What can a desire to learn and practice more about intellectual wellness and celebrating Earth Day have in common? I thought about that for a lot of time in March and stumbled on the easy answer: quite a bit.

To qualify this, I took an individual view of my former life as a scientist studying the soil’s role in climate change. But to bring climate research and Earth Day together took reflection on a trip to Brazil in 2006. Carbon in rainforests isn’t in the soils but in the leaf litter, the trees, and pumped into the atmosphere through trees. That concept pushed my intellectual side as well as my environmental side.

From 1997 or 1998 until I moved to Spokane in 2009, I was involved in an intense research program to understand the contributions of soils to the carbon cycle, or that group of organic, inorganic, microbial, ecosystem-scale, and human-mitigated reactions and interactions that moved carbon around landscapes, oceans and the atmosphere.

I spent an illuminating 10 days in the Mata Atlantica (Atlantic Rainforest) of southeast Brazil and I realized that 1) I was only one person trying to bring some positive change to things in the environment; 2) one person has almost no measurable effect on carbon movement; and 3) seven billion people can actually control the fate of the world with regard to carbon dioxide.

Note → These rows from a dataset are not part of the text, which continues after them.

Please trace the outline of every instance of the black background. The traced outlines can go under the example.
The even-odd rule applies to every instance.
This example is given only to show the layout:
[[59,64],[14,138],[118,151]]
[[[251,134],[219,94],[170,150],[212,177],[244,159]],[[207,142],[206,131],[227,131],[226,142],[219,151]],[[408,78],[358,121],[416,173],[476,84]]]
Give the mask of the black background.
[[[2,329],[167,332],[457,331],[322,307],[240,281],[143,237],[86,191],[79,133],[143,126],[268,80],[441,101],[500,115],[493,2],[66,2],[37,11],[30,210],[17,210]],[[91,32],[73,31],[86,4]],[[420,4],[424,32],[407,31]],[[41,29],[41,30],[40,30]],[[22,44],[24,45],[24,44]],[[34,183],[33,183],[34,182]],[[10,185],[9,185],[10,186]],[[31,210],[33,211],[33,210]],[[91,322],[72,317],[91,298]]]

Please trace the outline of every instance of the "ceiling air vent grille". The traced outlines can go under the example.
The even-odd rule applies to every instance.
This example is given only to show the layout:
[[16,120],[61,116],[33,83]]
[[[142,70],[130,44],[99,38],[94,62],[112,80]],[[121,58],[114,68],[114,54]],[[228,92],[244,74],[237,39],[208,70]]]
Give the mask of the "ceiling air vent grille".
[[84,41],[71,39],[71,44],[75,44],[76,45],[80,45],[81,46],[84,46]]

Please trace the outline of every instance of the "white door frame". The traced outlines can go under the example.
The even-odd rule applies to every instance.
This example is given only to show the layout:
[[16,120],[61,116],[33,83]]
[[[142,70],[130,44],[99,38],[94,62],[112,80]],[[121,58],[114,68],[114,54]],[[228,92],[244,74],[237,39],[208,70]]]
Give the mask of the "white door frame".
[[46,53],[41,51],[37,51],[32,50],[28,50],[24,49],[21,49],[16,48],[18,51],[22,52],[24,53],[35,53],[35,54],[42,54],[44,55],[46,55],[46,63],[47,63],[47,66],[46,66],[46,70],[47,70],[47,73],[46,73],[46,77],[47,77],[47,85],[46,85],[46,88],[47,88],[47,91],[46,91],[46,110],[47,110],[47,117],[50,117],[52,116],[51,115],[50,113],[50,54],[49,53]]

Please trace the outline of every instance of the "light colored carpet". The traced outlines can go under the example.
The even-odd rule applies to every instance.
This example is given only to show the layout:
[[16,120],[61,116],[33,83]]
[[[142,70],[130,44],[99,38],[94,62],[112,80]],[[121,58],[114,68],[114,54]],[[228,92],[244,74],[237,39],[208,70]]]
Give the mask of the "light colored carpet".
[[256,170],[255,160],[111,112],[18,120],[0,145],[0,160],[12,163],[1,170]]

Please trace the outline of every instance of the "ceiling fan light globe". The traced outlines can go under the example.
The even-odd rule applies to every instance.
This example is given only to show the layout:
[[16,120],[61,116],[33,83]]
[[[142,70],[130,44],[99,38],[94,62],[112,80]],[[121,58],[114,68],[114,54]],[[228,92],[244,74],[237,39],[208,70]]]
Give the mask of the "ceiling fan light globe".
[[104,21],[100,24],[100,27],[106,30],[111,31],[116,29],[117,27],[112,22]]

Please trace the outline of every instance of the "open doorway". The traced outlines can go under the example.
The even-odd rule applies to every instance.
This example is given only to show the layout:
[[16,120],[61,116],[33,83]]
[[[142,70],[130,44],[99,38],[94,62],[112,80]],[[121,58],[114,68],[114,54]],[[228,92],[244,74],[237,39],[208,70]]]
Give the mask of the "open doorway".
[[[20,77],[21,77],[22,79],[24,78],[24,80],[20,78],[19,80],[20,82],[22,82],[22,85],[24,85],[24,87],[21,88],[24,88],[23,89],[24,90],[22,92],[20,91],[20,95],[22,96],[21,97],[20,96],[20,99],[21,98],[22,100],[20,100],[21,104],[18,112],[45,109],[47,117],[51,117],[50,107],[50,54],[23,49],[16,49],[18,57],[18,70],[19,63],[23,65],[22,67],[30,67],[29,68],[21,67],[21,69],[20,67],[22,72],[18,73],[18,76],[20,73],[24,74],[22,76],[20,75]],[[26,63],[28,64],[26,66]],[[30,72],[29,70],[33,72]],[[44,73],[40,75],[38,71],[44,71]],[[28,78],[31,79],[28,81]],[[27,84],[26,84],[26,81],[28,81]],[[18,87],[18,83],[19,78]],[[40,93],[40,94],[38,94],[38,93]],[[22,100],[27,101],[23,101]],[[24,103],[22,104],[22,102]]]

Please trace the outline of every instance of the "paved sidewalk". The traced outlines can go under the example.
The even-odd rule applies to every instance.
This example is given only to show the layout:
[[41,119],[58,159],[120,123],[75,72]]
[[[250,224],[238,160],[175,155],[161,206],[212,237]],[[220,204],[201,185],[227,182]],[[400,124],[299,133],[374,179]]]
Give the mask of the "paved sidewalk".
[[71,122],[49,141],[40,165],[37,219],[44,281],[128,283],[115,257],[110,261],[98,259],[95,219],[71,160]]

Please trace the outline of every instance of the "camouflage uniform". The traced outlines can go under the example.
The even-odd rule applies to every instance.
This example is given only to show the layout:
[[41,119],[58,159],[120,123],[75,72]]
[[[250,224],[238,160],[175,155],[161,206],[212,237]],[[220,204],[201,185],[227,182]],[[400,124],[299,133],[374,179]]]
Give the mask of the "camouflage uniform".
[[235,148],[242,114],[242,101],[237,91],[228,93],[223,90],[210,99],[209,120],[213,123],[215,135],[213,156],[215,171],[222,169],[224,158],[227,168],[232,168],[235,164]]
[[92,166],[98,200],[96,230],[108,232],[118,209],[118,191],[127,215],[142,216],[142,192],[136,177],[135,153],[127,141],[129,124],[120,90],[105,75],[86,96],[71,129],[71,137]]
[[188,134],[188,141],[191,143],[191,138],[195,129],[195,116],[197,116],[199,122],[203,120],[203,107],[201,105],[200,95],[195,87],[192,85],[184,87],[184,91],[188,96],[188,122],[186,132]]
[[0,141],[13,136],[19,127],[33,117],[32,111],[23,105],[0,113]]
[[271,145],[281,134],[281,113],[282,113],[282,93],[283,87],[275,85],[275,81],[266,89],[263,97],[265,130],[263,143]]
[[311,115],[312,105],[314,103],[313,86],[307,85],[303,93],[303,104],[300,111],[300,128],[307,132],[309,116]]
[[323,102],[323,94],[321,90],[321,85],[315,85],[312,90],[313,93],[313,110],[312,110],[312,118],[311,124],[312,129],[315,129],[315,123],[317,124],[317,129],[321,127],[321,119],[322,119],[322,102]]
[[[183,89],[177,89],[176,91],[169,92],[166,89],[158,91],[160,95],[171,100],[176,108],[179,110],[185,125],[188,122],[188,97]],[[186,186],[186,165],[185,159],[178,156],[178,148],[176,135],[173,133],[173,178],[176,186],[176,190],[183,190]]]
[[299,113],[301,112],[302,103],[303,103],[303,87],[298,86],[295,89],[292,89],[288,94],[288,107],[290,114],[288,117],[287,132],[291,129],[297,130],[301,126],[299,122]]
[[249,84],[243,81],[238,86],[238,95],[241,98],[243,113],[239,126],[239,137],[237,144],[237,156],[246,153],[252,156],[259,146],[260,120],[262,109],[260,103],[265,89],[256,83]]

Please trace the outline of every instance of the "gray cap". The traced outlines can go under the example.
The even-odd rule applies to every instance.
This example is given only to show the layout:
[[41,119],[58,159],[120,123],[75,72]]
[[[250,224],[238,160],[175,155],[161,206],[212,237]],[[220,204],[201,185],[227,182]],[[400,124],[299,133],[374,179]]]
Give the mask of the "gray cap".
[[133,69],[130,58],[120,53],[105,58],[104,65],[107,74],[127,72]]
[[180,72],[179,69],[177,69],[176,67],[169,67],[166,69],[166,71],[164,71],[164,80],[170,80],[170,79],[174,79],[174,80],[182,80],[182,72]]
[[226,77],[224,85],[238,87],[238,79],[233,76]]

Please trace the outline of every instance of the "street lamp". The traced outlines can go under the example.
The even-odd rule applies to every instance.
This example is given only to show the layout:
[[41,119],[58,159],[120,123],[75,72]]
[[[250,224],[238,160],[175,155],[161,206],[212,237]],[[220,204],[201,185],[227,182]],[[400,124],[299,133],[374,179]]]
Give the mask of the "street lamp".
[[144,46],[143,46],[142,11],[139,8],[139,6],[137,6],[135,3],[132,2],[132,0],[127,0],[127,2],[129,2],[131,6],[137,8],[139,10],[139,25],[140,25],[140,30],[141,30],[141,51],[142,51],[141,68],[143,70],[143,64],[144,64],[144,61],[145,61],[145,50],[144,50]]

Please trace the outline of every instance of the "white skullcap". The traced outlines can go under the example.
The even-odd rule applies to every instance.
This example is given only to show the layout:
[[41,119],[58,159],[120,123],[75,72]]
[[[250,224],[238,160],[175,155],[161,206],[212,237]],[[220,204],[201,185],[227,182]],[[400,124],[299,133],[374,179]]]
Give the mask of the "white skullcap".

So, the Earth Day part of the equation was covered—just make sure I stay viable as one in seven billion and do my part every day. Recycle, reuse, drive less, use less water, eat more vegetables, all of that.

But what about the intellectual wellness side? In an earlier blog, I wrote about going a different way to work once in a while. How about by bus? Not attractive, not necessarily comfortable, but really a lot healthier than driving a car by myself, every day.

And a lot more inconvenient. I have to get to the bus stop at 8:09 for my favorite bus, then plan on either a 12-minute walk or another 15-minute wait and bus ride to campus.

So, what do I do? I am not a good reader while moving, so that is definitely out, and that particular intellectual wellness avenue is shut off. But I could have someone read to me via a podcast. Books are too long and too involved to follow for the commute, but the podcast medium is ideal. And I can feed the internal nerd: Science Magazine has an excellent roundup of weekly headlines and listening to these helps me decide which articles to spend more time on later.

The Economist has a similar roundup, and since I read both Science and The Economist regularly, the podcasts only enhance the experience. I am currently searching for the combination of podcasts that will get me to campus for the 2-3 days I will be bus commuting in April, which I call Earth Month.

So, from the Mata Atlantica to Bus 44 coming from South Hill to Downtown Spokane, I have been able to bring the intellectual wellness of daily living together with Earth Day, and Earth Month, 2017.

My challenge to all: find your podcasts and get your bus on!